Alexandria Smith | |
Birth Place: | Bronx, New York, U.S. |
Nationality: | American |
Alma Mater: | Parsons The New School for Design |
Known For: | Contemporary Art |
Website: | www.alexandriasmith.com |
Alexandria Smith is an American mixed-media visual artist based in London and New York City. She is currently the head of painting at the Royal College of Art.[1]
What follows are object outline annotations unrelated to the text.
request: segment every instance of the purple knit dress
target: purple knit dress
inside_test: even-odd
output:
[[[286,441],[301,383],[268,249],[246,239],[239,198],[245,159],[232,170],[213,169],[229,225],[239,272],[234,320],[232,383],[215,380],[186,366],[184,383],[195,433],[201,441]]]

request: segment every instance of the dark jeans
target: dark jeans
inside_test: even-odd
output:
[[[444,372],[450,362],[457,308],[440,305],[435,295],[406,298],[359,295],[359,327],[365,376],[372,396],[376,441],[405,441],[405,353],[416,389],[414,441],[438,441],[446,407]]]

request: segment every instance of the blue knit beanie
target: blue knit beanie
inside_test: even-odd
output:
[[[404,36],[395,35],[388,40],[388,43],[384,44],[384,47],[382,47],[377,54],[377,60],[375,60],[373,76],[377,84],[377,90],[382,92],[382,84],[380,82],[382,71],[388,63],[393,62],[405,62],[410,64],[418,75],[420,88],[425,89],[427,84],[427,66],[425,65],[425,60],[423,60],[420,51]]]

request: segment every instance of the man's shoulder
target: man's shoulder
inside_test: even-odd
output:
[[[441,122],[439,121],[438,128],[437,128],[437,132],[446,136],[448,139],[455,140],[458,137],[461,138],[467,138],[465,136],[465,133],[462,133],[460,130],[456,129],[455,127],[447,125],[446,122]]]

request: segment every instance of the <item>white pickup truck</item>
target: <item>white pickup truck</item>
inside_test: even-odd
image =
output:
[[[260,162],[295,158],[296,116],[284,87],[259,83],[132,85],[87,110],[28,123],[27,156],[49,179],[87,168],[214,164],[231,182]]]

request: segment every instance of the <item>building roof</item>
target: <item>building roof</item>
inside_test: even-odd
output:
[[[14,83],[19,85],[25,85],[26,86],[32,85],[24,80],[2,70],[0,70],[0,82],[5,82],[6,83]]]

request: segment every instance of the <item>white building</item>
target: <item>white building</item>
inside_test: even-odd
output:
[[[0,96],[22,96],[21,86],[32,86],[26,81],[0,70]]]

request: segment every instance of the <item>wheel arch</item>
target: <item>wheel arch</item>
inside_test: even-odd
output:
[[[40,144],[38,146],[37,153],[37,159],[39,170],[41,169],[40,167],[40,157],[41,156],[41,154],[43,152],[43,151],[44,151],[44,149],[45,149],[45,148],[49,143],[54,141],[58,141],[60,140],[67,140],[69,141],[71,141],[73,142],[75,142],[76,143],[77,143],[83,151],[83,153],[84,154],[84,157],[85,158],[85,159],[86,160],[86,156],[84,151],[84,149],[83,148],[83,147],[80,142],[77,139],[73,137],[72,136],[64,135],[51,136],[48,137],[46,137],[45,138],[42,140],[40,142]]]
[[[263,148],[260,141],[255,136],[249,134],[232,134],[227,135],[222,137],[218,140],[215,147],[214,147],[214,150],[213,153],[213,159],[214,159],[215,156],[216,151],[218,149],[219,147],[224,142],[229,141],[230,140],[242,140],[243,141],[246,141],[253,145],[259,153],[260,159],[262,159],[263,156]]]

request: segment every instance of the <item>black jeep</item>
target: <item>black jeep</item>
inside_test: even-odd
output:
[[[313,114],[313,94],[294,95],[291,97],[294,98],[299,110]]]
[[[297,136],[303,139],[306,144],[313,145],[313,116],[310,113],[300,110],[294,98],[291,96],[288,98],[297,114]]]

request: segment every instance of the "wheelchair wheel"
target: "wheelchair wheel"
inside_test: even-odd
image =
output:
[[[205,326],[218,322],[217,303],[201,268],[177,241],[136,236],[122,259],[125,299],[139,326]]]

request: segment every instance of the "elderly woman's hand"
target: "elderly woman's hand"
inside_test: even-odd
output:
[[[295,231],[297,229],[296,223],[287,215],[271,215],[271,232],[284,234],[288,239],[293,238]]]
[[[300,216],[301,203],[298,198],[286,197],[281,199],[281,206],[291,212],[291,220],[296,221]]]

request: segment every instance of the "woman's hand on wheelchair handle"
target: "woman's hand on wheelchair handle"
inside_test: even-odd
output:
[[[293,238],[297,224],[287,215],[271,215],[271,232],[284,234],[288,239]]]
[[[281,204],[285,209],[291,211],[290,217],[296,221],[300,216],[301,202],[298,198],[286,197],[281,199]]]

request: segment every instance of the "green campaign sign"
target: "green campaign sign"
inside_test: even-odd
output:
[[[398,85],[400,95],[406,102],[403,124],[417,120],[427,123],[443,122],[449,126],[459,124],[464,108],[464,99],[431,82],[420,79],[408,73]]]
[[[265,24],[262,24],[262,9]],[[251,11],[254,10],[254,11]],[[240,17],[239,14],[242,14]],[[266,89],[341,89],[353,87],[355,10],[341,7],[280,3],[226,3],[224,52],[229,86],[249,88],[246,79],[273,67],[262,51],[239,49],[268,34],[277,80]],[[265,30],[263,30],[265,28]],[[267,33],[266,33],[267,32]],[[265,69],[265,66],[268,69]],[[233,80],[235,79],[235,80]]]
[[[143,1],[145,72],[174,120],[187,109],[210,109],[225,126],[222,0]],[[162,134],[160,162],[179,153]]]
Smith was a co-organizer of the collective Black Women Artists for Black Lives Matter from 2016 to 2017.[2] The collective, which consists of more than 100 black women artists, held a public event at the New Museum in NYC in 2016.[3] Smith was quoted as saying, "I was in the company of women who wanted to use their gifts to instigate change, to let our humanity be seen and heard despite what others may believe. I know our work is not done and that this collective will continue to bring about healing and work against the grain in other iterations at other institutions. I look forward to continuing to help carry that torch. Black Women Artists for Black Lives Matter has re-instilled in me a belief in our abilities as Black women artists to be nurturing, compassionate, genuine, and powerful by any means necessary."[4]
Smith earned her BFA in Illustration from Syracuse University, her MA in Art Education from New York University[5] and an MFA in Fine Arts from Parsons The New School for Design.[6]
Throughout her career, Smith has had solo exhibitions at the Queens Museum,[7] Boston University's Stone Gallery,[8] and The Union for Contemporary Art in Omaha, NE.[9] Monuments To An Effigy, Smith's 2019 exhibition at the Queens Museum, focused on the Old Town of Flushing Burial Ground, which was a cemetery for African Americans and Native Americans during the 1800s and paved over by the Park Department in the 1930s.[10] Smith's project centered on remembering the women buried at this site through music, poetry and installation, as only four graves were marked, and all of them men.[11] Try a Little Tenderness, Smith's 2017 exhibition at The Union, consisted of paintings about Black Identity and the female body.
Smith has an upcoming solo exhibition and site-specific commission for July 2021 titled Memoirs of a Ghost Girlhood: a Black Girl’s Window at the Courier Museum (Manchester, New Hampshire).[6]